497 - 9-9-2010 at 20:56

Another, maybe easier, route to sulfonyl chlorides could be the oxidation of thiols..
toluene sulfonyl chloride may not be easy unless you have p-bromotoluene laying around, buy other sulfonyl chlorides could be pretty simple and OTC. For example n-propyl bromide is otc as a major ingredient in certain cleaners. Then react it with thiourea to get the thiol, then oxidize with TCCA to the sulfonyl chloride... It still does look like a lot of effort compared to just making the appropriate alkyl halide and using that as an alkylating agent.

References for thiol oxidation: http://www.organic-chemistry.org/synthesis/O2S/sulfonylchlor...

Also, how much practical difference would there be between using methyl toluenesulfonate and say, methyl propanesulfonate, etc?

madcedar - 10-9-2012 at 05:48

Klute mentioned in the first post of this thread that p-toluenesulfonyl chloride may be made via p-toluenesulfonic acid and S2Cl2 and then struggled to find the reference where he saw it mentioned. Nicodem then mentioned that maybe DE499052 will help, and yes it's a very strong help indeed.

The patent follows this reaction:
2 C7H7SO3H + S + 2 Cl2 &rarr; 2 7H7SO2Cl + SO2 + 2 HCl.
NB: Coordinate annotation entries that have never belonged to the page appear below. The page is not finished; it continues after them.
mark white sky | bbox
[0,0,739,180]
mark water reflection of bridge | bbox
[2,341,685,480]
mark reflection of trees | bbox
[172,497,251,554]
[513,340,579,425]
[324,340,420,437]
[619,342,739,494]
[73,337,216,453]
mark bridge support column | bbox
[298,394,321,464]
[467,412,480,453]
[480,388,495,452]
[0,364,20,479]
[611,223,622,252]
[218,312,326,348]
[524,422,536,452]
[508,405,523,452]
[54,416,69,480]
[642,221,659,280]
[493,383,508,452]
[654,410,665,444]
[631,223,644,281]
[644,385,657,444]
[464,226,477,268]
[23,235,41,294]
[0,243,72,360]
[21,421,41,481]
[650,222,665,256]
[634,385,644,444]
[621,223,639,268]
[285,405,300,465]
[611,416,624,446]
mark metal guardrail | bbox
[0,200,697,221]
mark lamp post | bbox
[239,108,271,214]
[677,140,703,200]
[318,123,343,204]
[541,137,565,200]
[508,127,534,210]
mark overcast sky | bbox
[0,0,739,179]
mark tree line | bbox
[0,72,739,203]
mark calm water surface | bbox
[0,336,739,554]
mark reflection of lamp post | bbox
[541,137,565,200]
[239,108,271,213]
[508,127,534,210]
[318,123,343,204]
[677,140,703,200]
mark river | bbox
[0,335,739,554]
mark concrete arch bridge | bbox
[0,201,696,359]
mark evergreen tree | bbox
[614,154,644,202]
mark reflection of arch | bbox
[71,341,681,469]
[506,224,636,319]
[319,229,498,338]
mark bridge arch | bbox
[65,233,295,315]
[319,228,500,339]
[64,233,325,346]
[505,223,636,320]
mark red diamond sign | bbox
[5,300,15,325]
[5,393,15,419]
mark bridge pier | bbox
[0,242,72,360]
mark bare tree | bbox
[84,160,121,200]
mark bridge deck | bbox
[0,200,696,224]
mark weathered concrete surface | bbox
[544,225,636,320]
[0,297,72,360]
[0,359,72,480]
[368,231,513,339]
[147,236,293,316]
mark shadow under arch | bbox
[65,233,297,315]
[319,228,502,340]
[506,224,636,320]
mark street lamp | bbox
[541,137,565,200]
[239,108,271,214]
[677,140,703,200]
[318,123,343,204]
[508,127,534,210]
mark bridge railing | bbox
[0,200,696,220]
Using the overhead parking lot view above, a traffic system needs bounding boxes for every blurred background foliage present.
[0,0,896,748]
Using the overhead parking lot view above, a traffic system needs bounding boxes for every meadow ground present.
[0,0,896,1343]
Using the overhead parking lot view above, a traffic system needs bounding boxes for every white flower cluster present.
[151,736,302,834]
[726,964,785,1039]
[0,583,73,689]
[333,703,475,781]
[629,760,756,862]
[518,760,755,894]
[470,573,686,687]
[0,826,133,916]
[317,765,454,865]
I machine translated the patent but I need a member fluent in German and English to verify "my" translation. The pertinent section of the patent, in English follows:

Quote:

250 g of toluenesulfonic acid and 50 g of sulfur are suspended in carbon tetrachloride and treated with stirring with chlorine. The resultant heat development is prevented by external cooling. Sulfur gradually goes into solution under simultaneous escape of hydrogen chloride and sulfur dioxide. After completion of chlorine absorption water is added, partly in order to decompose excess sulfur chloride, and partly in order to remove dissolved hydrochloric acid and sulfurous acid. The carbon tetrachloride solution leaves behind after the evaporation of the solvent, 250 g of nearly pure sulfonic acid chloride, which corresponds to a yield of 90 per cent. Judging from pure p-toluenesulfonic acid, we obtain the p-toluenesulfonyl chloride, mp 68°.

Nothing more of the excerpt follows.